What am I doing? What is wrong with me?
"At least look at me. It's bad enough you won't talk to me. At least look at me."
With my guard starting to come down, his words reached me.
"Just talk to me," he said, gently running his hands up and down my arms.
"You said remodeling the bathroom was for me, and that this is my home too, but everything I suggest you dismiss."
"Telling you tile with 24K gold trim is out of our price range is not dismissing your input, Honey," he grinned.
"It's not the tile," I said lowering my head. I wanted this conversation to be over, but I knew there was no turning back. I awkwardly brought up the bathtub situation, certain he would tell me how overly sensitive I was being. Because, again, it's what I had become accustomed to growing up. And again, Roy offered something different - a solution.
"I've been thinking about it. I know you want something more modern than that old clawfoot tub. But it's been in my family for so long, I don't wanna just toss it. What do you think of encasing it in tile? I can make it look like a sunken tub."
It may sound trivial, but this was a milestone in my life. It was the first time I could recall resolving an issue where there was no winner and no loser, nor having my feelings dismissed and ridiculed.
Gradually, these scenarios all but evaporated from our relationship. By the time we were ready to take on the task of remodeling the rest of our home, we had forged a strong partnership.
We managed to get through the demolition phase of the remodel without any major incidents, despite it being more intensive and taking longer than we had expected.
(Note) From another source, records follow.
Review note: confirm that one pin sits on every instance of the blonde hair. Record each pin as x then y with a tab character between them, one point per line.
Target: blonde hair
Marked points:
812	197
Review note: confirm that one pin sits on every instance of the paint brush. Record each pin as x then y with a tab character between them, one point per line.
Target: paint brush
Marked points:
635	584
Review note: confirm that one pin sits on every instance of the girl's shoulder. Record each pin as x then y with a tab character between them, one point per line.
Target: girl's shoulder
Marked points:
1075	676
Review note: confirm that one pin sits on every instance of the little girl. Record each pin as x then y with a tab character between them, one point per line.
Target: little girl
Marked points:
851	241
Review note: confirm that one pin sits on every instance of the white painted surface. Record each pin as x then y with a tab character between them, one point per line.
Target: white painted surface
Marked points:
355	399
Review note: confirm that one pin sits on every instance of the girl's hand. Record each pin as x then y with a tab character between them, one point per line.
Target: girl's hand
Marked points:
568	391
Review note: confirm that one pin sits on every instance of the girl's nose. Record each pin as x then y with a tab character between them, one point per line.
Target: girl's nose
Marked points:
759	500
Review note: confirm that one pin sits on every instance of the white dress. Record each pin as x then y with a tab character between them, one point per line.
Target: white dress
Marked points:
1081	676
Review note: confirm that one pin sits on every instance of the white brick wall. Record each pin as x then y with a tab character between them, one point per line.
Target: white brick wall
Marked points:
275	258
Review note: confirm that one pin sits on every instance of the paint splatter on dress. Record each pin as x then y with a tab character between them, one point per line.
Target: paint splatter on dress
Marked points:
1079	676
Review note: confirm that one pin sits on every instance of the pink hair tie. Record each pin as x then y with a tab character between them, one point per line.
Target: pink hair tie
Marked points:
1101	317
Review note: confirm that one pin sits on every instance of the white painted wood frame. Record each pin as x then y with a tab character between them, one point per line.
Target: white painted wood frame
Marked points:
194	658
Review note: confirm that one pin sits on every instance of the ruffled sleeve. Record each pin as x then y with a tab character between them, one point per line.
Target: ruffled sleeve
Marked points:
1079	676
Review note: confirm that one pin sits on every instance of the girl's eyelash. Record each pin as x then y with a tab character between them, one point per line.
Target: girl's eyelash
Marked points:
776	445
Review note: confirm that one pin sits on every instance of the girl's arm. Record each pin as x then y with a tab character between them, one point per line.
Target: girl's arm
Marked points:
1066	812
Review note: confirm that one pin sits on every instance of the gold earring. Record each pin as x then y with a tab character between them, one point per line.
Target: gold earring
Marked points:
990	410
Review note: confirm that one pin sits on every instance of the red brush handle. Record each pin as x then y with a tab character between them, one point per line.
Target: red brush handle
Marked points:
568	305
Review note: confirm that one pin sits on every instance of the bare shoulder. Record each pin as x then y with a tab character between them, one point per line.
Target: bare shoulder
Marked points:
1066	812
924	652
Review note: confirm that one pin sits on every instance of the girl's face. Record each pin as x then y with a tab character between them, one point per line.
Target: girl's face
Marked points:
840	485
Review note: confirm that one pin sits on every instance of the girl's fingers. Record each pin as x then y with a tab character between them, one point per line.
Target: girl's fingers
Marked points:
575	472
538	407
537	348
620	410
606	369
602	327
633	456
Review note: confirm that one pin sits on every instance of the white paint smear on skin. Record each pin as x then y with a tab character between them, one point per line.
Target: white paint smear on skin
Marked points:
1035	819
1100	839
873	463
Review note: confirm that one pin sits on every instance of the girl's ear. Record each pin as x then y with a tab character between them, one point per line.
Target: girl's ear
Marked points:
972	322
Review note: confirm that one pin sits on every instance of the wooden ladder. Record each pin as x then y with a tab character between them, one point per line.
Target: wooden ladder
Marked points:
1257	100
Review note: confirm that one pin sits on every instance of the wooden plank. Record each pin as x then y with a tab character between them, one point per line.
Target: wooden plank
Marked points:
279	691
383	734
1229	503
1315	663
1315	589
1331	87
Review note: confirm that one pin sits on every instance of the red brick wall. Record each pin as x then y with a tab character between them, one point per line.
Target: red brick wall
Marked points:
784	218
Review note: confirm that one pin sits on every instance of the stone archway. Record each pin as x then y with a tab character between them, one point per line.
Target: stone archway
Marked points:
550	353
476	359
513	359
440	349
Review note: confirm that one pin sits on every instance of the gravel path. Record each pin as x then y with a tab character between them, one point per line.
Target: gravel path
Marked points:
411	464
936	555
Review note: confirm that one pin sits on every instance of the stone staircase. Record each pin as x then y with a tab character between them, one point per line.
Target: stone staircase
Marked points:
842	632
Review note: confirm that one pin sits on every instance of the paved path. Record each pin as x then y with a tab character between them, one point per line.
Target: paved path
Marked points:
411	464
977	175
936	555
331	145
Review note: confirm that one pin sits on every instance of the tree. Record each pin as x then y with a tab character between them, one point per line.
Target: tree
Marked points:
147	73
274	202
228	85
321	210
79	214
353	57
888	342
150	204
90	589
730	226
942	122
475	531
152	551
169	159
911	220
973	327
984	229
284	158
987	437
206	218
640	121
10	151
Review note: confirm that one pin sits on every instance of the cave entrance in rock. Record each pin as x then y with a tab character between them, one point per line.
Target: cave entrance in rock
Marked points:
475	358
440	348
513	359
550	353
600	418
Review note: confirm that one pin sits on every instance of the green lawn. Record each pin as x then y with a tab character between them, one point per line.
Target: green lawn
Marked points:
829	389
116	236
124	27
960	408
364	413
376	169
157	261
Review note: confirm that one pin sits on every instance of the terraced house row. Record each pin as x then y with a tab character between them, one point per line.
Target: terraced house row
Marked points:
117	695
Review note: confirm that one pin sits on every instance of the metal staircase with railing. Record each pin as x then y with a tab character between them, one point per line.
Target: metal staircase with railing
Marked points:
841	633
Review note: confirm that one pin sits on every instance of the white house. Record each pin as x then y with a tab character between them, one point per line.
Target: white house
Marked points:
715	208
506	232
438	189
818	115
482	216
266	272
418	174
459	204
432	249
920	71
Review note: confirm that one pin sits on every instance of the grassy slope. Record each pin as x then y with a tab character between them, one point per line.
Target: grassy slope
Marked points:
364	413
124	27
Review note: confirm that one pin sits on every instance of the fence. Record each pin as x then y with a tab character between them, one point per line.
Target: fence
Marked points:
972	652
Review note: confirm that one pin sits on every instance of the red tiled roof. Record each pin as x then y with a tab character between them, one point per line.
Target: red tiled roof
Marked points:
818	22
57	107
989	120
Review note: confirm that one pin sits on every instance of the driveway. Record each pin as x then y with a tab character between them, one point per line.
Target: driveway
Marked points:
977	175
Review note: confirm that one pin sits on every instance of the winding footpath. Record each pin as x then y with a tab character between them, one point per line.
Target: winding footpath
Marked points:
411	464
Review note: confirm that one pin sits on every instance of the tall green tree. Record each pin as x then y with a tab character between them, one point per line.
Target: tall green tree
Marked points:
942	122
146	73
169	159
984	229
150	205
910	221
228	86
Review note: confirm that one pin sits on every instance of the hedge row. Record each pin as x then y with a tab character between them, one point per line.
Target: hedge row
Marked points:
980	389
We even had a lot of fun along the way. But it was our last night of demolition that remains etched in my mind even now...decades later.
After the last sledgehammer was swung and the last of the debris was carefully scooped up, we stood side by side, our arms around one another admiring our accomplishment.
"One more day, and it's the weekend," Roy said. "How about some takeout tomorrow night? We could have a quiet night in, and relax?"
"Sounds like a perfect Friday night," I agreed.
"Saturday, we'll go to Home Depot and pick up the sheetrock."
"And grab some paint swatches," I happily added.
Silly with exhaustion, he climbed up the ladder and serenaded me with a rendition of "You Are My Sunshine."
Roy and I would never have our takeout or quiet night in, nor would we pick up sheetrock and paint swatches.
The following morning, just as he always did, he would wake me up before leaving for work and kiss me goodbye.
Our last kiss.
Our last goodbye.
The detective who oversaw the crash scene would later comfort me by telling me that he didn't suffer.
Brian "Drew" Chalker says people come into your life for a reason, a season, and a lifetime. To me, Roy was all of those.
He came into my life and gave me the experience of love and acceptance. I can only hope I did the same for him. He taught me that it's okay to sometimes get angry with and disappointed by those we love, but not okay to shut one another out. He showed me that we create space for more joyful memories (like serenading from a ladder) when we choose to resolve our challenges rather than ignore them or blame one another.
Our few years together seemed like barely a season in comparison to the lifetime we intended to share, but the love and acceptance he gave me will forever remain a part of me. Death can rob us of the ones we love, but it cannot take away the love we've been given. Nor can it steal the growth and healing born by love.
I believe that true acceptance extends beyond others' perceptions. It involves embracing circumstances beyond our control, welcoming change, and living in alignment with our authentic self.
Reflecting on those years with Roy, I now understand his acceptance of me as a cornerstone in my journey. My life with him had come to an end, but my journey into the realm of acceptance had, in many ways, only just begun.